Agent Smith and The Microsoft Matrix – Or how Microsoft spent the past 12 months convincing us that the Azure pill is the best choice

May 31, 2023 | Comments, News

Agent Smith and The Microsoft Matrix

Or how Microsoft spent the past 12 months convincing us that the Azure pill is the best choice.

In May 2022, Microsoft President Brad Smith came to Brussels promising to act to end his company’s unfair software licensing practices that damage European cloud infrastructure service providers and their customers. For all the grandiose talk of listening to customers and adopting principles, one year on, little has changed. In many ways the situation has got worse. Vague promises, back-room deals and arcane tweaks to licence terms are no substitute for clear, principle-based remedies that benefit the entire sector.

We paused our own complaint against Microsoft’s unfair software licensing terms in the summer last year, to allow our members time to review and assess the promised changes to terms on October 1st. When they came, they were complex and poorly communicated, to the extent that many still do not understand what they do and do not allow. Just like in the 1990’s dystopian sci-fi film The Matrix, you have to look out for the small signs that something is not right.

On close inspection it became clear that the new terms did nothing to solve existing problems. In fact, they created new ones. We filed our complaint AFTER the October 2022 changes because it was obvious that Microsoft, far from solving unfair licensing issues, was adding new, unnecessary and unfair practices. New discriminatory pricing forces Azure infrastructure on customers and new auditing and reporting requirements in the new Cloud Services Provider-Hoster (CSP-Hoster) programme demand confidential data on customers be shared with Microsoft.

CSP-Hoster certainly makes it easier to sell more Microsoft licenses, but only by transforming independent cloud infrastructure providers into mere resellers of Microsoft software. This is a point recognised not just within CISPE, but increasingly across the sector. Amit Zavery, vice president of Google Cloud, made a broadly similar point in an interview with Les Echos this week:

“The majority of these changes simply allow partners to sell more Microsoft products without changing the restrictions. This is an attempt by Microsoft to integrate other competitors, picking winners and losers…”

The fact that these license changes completely missed the mark was further evidenced by the rumours of private agreements with the three initial complainants Aruba, OVHcloud and the Danish Cloud Community that surfaced earlier this year. If the problems were so comprehensively solved, why the need to offer specific deals to these parties?

And it seems that the Commission also has new concerns. After a comprehensive initial round of RFIs seeking supplementary evidence for our complaint this year, the last month has seen new RFIs go to members and potentially others across the sector.
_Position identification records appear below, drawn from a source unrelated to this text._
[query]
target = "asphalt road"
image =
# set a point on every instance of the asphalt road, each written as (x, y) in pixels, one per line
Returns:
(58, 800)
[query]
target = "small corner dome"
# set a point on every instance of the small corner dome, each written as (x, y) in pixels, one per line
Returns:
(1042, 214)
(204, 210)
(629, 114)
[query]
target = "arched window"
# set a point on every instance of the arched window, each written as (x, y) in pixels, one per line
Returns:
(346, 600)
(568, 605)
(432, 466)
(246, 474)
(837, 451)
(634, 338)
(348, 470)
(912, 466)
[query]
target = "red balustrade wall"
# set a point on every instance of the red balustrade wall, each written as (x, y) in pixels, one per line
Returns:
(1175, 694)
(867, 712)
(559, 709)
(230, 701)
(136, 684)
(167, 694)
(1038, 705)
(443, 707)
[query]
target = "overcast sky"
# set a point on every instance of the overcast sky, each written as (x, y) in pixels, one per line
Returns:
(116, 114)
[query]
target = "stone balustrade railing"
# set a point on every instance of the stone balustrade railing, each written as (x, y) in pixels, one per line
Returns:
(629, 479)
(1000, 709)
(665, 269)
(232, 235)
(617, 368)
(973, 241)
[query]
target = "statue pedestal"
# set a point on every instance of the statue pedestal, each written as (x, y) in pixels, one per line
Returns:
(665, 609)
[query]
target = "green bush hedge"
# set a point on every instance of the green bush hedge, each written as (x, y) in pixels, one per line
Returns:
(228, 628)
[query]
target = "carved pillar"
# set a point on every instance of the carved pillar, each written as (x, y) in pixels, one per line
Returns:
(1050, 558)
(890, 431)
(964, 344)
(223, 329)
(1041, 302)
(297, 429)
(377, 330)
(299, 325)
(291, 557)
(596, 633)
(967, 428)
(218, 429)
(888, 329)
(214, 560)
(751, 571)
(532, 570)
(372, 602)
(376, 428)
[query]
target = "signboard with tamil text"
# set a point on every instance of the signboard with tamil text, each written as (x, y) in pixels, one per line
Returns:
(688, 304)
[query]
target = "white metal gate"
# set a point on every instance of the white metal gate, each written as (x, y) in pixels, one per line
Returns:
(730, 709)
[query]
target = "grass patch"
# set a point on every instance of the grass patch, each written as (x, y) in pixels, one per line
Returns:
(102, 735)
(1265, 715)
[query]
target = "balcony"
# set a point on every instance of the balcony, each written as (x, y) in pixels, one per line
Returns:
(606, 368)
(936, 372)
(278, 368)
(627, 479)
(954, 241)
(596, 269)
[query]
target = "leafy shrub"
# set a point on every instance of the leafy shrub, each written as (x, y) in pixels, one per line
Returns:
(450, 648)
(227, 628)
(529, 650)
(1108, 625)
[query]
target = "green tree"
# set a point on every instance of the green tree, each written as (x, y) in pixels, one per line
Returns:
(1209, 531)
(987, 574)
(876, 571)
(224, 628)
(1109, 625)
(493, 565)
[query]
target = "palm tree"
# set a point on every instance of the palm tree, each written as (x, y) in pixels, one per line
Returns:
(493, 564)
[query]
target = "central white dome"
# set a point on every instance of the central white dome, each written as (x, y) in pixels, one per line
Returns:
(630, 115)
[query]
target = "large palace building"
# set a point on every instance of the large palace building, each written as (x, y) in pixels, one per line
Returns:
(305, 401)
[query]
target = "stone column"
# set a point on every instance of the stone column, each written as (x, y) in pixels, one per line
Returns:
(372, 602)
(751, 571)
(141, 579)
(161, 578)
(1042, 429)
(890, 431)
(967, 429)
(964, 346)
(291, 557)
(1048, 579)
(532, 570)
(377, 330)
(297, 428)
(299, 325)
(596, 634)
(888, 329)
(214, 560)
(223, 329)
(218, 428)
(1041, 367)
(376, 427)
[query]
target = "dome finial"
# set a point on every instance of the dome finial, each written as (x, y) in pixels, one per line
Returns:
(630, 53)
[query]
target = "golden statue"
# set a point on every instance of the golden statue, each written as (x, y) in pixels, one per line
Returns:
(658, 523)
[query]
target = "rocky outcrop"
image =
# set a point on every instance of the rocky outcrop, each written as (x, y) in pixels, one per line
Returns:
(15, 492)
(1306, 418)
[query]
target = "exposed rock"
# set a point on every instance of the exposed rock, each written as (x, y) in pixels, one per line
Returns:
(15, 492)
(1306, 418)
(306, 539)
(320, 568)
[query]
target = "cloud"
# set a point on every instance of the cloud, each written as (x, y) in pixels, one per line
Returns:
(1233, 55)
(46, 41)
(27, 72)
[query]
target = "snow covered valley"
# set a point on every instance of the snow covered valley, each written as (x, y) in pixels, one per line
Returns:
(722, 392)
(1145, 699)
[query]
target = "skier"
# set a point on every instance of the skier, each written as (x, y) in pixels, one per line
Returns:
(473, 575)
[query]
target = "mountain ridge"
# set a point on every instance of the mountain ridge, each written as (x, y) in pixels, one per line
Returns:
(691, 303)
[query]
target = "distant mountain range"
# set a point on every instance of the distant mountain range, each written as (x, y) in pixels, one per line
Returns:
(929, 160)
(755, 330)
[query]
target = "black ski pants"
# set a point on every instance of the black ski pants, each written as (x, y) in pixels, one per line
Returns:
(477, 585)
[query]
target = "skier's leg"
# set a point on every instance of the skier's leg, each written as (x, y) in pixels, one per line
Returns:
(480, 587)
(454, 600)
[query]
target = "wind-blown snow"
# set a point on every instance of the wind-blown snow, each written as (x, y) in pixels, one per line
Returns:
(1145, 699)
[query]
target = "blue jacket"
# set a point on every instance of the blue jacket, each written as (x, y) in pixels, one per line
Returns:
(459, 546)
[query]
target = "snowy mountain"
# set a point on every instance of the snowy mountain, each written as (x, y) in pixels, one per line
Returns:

As reported in Bloomberg and Reuters, these ask specifically about the access demanded by Microsoft to customer data.

Microsoft, like Agent Smith in the movie, makes dubious attempts to present itself as a reasonable player. It recently claimed that 75 European CSPs are adopting the new CSP-Hoster licenses. Who these CSPs really are, whether they are truly independent of Microsoft, and even if they actually offer cloud infrastructure services is unclear. Moreover, faced with Microsoft’s dominance, do they really have any choice but to join? These numbers simply demonstrate the harsh extent to which CSPs are tied to by Microsoft.

The reality is that there has been no discussion, only presentation of what Microsoft has already unilaterally decided to offer. And what it has offered has made little if any difference to help our European customers make an unrestricted choice of cloud infrastructure, free of lock-in.

The last 12 months have been wasted and have allowed Microsoft to continue unfairly capturing European customers as they seek to shift enterprise and productivity workloads to the cloud and cultivating its dependent, lock-in monoculture which it controls. Sometimes we feel stuck in The Microsoft Matrix. Microsoft presents a fantasy world where everyone prospers, yet underneath that veneer our members and their customers continue to power this fantasy whilst being gradually sucked dry!

It’s time to take the red pill and see the Microsoft construct for what it is.